From the very beginning, the covid-19 pandemic has been wreaking havoc on the nation’s blood supply. The Red Cross, which accounts for about 40% of the country’s donated blood, has reportedly had a 10% overall decline in blood donations since March 2020. Much of this decline has come from a 62% drop in college and high school blood drives due to the pandemic. Students have only accounted for about 10% of donors in the past two years, compared to being 25% of donors in 2019, according to the Red Cross.

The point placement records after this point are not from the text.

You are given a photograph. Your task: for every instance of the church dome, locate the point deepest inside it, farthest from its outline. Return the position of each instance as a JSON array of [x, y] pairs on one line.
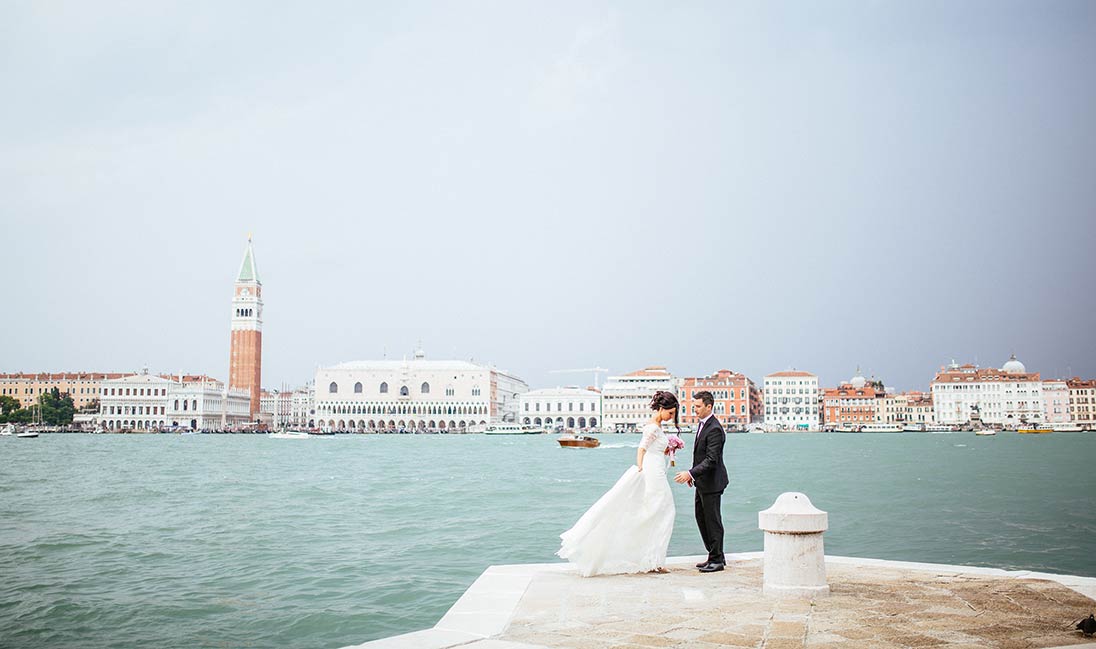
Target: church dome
[[1014, 366]]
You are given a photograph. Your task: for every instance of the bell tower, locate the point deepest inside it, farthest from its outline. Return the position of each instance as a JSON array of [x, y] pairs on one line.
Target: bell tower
[[246, 364]]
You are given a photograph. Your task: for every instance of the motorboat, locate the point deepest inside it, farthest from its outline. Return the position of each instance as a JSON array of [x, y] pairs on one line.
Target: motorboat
[[1064, 427], [510, 429], [288, 435], [579, 442], [1035, 429], [881, 428]]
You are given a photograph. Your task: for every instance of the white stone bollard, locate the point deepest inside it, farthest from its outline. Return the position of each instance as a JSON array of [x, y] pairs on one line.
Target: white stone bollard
[[795, 561]]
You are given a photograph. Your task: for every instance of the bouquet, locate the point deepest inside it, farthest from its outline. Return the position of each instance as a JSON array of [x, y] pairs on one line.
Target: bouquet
[[673, 444]]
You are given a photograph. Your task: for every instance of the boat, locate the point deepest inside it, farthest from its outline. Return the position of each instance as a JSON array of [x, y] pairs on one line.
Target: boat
[[579, 442], [881, 428], [510, 429], [1064, 427], [288, 435], [1035, 429]]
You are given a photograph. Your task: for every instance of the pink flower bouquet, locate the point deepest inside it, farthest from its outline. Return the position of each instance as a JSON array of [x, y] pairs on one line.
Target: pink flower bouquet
[[673, 445]]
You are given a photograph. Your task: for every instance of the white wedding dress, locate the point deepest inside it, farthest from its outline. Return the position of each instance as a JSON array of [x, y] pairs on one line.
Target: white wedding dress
[[628, 528]]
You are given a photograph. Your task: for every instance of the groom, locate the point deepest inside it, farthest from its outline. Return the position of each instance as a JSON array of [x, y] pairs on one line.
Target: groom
[[708, 476]]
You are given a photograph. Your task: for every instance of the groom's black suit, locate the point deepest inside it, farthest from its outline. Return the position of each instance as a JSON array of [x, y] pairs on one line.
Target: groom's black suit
[[709, 478]]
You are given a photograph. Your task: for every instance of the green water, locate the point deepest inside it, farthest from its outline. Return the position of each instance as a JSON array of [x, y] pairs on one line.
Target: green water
[[223, 541]]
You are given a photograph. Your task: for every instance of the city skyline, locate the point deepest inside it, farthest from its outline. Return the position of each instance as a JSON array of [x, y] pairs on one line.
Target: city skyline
[[751, 188]]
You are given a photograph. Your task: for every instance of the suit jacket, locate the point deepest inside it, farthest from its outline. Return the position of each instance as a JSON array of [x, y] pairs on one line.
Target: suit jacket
[[708, 471]]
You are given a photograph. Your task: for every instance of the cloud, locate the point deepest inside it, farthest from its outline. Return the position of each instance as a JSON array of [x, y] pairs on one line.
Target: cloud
[[580, 75]]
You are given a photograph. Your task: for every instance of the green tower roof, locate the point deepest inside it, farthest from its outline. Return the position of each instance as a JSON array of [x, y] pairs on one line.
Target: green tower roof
[[249, 272]]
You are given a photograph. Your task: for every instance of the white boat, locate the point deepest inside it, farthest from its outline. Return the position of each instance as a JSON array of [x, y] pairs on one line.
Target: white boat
[[288, 435], [509, 429], [1064, 427], [881, 428]]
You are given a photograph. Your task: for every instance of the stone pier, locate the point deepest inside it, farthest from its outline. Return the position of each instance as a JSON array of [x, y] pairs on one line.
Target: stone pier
[[871, 604]]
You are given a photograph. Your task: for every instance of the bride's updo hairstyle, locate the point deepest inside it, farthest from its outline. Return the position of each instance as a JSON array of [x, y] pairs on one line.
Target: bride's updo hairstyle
[[664, 399]]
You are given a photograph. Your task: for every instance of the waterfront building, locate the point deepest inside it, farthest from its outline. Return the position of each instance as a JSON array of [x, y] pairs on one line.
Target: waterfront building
[[855, 402], [626, 399], [1009, 396], [904, 408], [791, 400], [1082, 400], [287, 408], [373, 396], [1055, 400], [82, 386], [246, 356], [569, 408], [148, 402], [737, 398], [205, 403], [135, 402]]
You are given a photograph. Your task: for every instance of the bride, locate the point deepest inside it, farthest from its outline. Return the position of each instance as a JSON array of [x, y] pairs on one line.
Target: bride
[[628, 528]]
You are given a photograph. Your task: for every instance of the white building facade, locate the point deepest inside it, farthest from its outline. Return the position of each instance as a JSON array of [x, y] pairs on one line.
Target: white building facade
[[136, 402], [569, 408], [791, 400], [207, 405], [148, 402], [1055, 400], [626, 400], [415, 395], [1007, 397]]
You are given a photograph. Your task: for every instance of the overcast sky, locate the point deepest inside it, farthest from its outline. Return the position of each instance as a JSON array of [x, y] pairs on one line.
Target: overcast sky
[[743, 185]]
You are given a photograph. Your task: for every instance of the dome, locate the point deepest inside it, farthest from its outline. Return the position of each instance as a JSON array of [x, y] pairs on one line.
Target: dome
[[1014, 366]]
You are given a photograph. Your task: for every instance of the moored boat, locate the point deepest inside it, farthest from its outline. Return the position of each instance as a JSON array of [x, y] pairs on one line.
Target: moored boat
[[510, 429], [579, 442], [288, 435], [1036, 429], [881, 428]]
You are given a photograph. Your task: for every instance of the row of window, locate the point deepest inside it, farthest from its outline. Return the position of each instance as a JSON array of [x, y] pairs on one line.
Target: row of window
[[136, 393], [559, 407], [402, 409], [404, 390]]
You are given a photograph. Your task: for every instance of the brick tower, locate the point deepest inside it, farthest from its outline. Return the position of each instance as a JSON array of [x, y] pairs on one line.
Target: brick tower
[[246, 365]]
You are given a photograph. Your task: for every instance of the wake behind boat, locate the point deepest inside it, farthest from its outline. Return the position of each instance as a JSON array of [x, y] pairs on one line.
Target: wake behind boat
[[579, 442], [509, 429]]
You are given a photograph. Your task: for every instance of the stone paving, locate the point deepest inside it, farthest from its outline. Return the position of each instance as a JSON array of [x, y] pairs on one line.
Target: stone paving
[[869, 606]]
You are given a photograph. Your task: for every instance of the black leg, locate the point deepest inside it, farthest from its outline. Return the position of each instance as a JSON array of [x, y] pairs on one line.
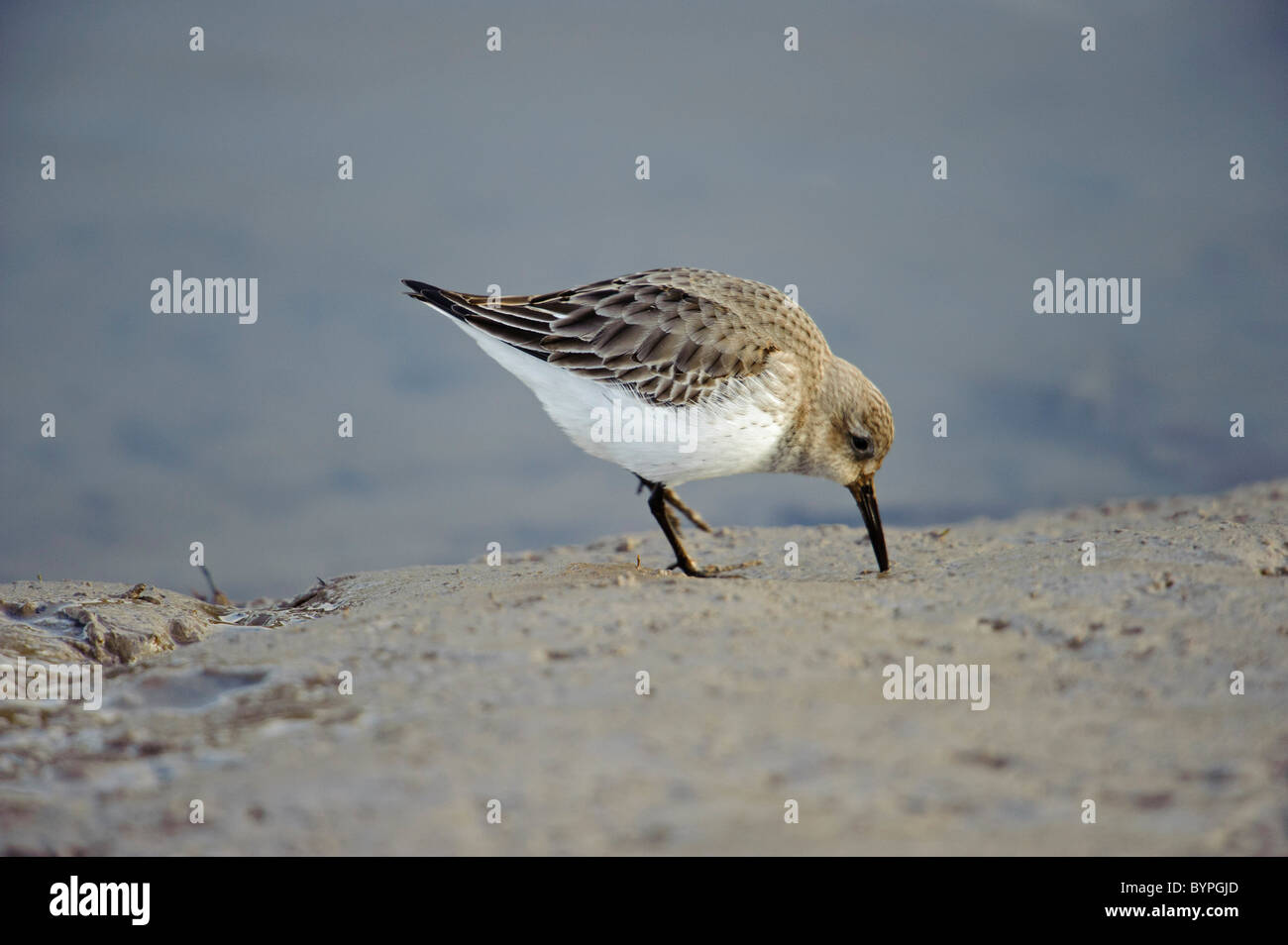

But it seems that this winter has only piled onto the crisis. The Red Cross says that ongoing blood drives have been recently canceled due to illness, weather-related closures, and staffing limitations, and it notes that a surge of covid-19 cases and an active flu season are likely compounding an “already bad situation.” As a result, the organization is now reporting its worst blood shortage in over a decade, with some areas having less than one day’s supply worth of critical blood types. The shortage is expected to leave some hospitals unable to receive one of every four blood products they need.


“Doctors have been forced to make difficult decisions about who receives blood transfusions and who will need to wait until more products become available. Blood and platelet donations are critically needed to help prevent further delays in vital medical treatments,” the Red Cross said in its announcement.

The Red Cross asks people to donate blood today if they can, especially if they carry O type blood. If people can’t make it to a blood drive or donation center immediately, they should schedule an appointment as soon as possible, the organization says. Because blood can’t be synthetically mass-produced or stored indefinitely, the supply needs to be constantly replenished, ideally by frequent donors. So it’s important to donate whenever the window of opportunity opens up (different methods of donation will require different periods of rest in between).


You can search for available places to donate blood locally via the Red Cross website.